The full wiki API surface:

# Initialize a wiki with default structure
cgt wiki init my-research --title "AI Research"

# List pages with parsed frontmatter
cgt wiki pages my-research

# Read a specific page (content + metadata)
cgt wiki page my-research attention-mechanism

# Create or update a page
cgt wiki write my-research transformer-architecture --content "..."

# Semantic search across pages and sources
cgt wiki search my-research "how does attention work"
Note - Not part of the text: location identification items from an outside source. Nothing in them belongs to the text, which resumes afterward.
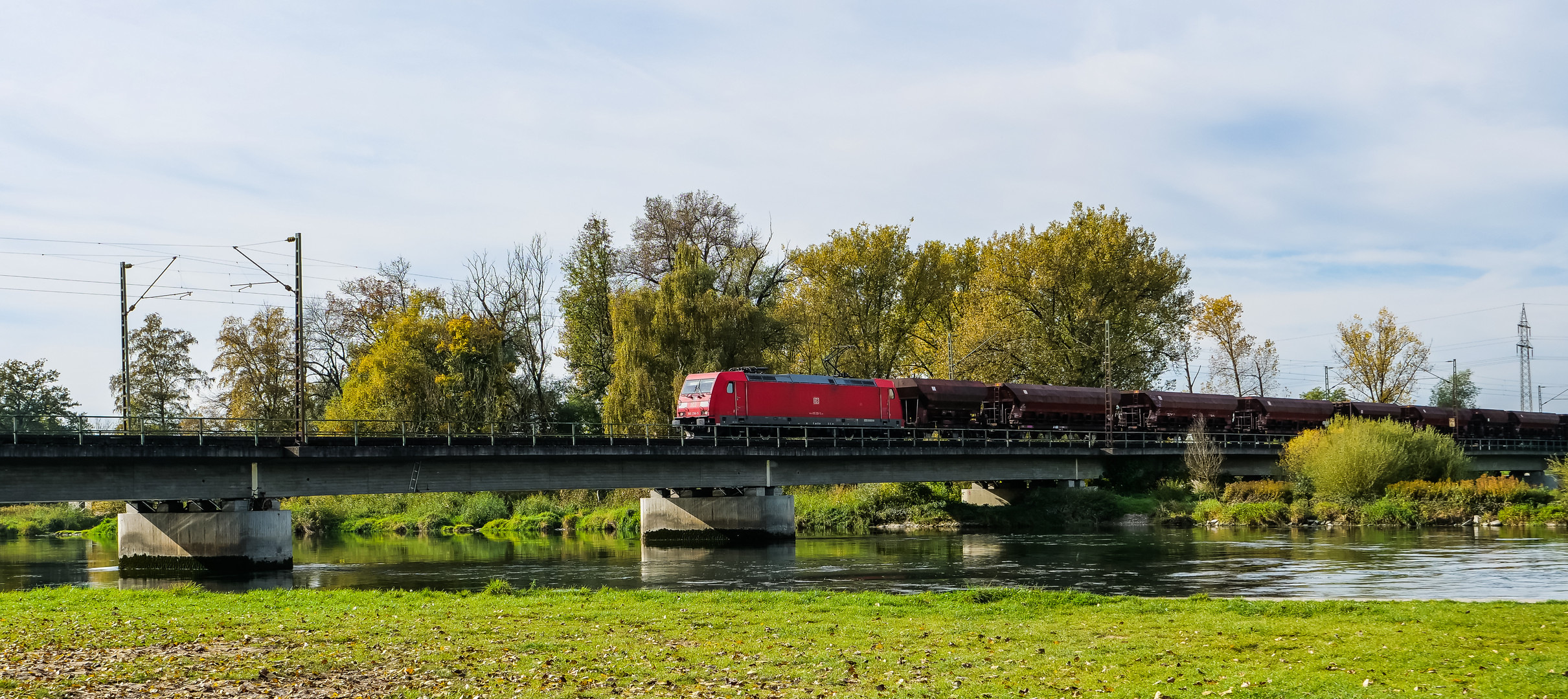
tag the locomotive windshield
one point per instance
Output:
(697, 386)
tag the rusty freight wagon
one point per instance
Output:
(1280, 416)
(755, 397)
(1444, 421)
(1036, 406)
(1167, 411)
(940, 403)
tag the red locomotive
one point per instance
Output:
(751, 395)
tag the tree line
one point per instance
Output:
(1092, 300)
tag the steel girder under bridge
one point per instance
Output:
(206, 463)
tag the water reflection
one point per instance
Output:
(1358, 563)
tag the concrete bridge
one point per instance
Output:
(196, 488)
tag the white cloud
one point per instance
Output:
(1312, 161)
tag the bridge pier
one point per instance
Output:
(717, 515)
(223, 537)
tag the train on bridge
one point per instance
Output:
(756, 397)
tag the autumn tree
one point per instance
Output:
(868, 292)
(515, 298)
(1380, 359)
(255, 367)
(1457, 391)
(342, 324)
(162, 375)
(32, 399)
(394, 377)
(587, 334)
(1043, 300)
(676, 328)
(477, 366)
(1220, 320)
(716, 232)
(1263, 370)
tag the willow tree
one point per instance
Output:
(1043, 300)
(868, 295)
(676, 328)
(587, 333)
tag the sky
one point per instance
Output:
(1313, 161)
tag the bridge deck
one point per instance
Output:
(212, 464)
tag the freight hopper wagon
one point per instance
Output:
(750, 397)
(1034, 406)
(941, 403)
(1168, 411)
(1280, 416)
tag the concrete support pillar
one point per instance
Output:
(719, 515)
(218, 541)
(996, 493)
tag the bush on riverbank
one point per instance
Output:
(44, 519)
(1355, 458)
(1407, 504)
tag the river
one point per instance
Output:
(1310, 563)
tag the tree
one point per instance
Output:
(515, 302)
(668, 331)
(1355, 458)
(1462, 386)
(587, 333)
(162, 375)
(394, 378)
(342, 325)
(865, 291)
(1219, 318)
(1203, 460)
(714, 229)
(32, 399)
(477, 369)
(1380, 359)
(1263, 370)
(1317, 394)
(1185, 358)
(255, 367)
(1047, 295)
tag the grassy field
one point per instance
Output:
(987, 643)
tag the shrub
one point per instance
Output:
(1501, 489)
(1255, 515)
(1355, 458)
(1554, 513)
(1174, 513)
(481, 508)
(1301, 511)
(1391, 511)
(1256, 493)
(1517, 515)
(1172, 489)
(1334, 511)
(499, 586)
(1208, 510)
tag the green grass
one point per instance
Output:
(777, 645)
(44, 519)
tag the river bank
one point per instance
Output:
(646, 643)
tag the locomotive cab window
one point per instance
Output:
(697, 386)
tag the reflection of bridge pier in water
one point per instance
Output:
(717, 566)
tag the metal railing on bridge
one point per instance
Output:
(199, 430)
# Auto-generated llms.txt for LLM consumption
cgt wiki llms-txt my-research

# Knowledge graph as JSON
cgt wiki graph my-research

# Wiki health stats (page count, word count, staleness)
cgt wiki stats my-research

The `llms.txt` standard

Every wiki auto-generates an llms.txt file — a structured, LLM-readable summary of the entire knowledge base. This follows the emerging llms.txt convention: a single file that an agent can ingest to understand the scope and structure of available knowledge before making targeted queries.

Use cases

Research synthesis. Feed papers into raw/, let an agent build wiki pages that connect findings across papers. The knowledge compounds — each new paper enriches the entire graph.

Codebase documentation. Point an agent at your repo. It reads the code, writes wiki pages explaining architecture, data flows, and design decisions. The wiki stays in sync because it's version-controlled alongside the code.

Customer support knowledge. Ingest support tickets, product docs, and internal guides. The wiki becomes a semantic search layer over everything your team knows.

Personal knowledge management. Meeting notes, articles, bookmarks — all ingested, synthesized, and searchable by meaning.

Get started

npx coregit-wizard@latest
cgt wiki init my-wiki --title "My Knowledge Base"

Start feeding it sources. Let the agent build the wiki. Watch the knowledge compound.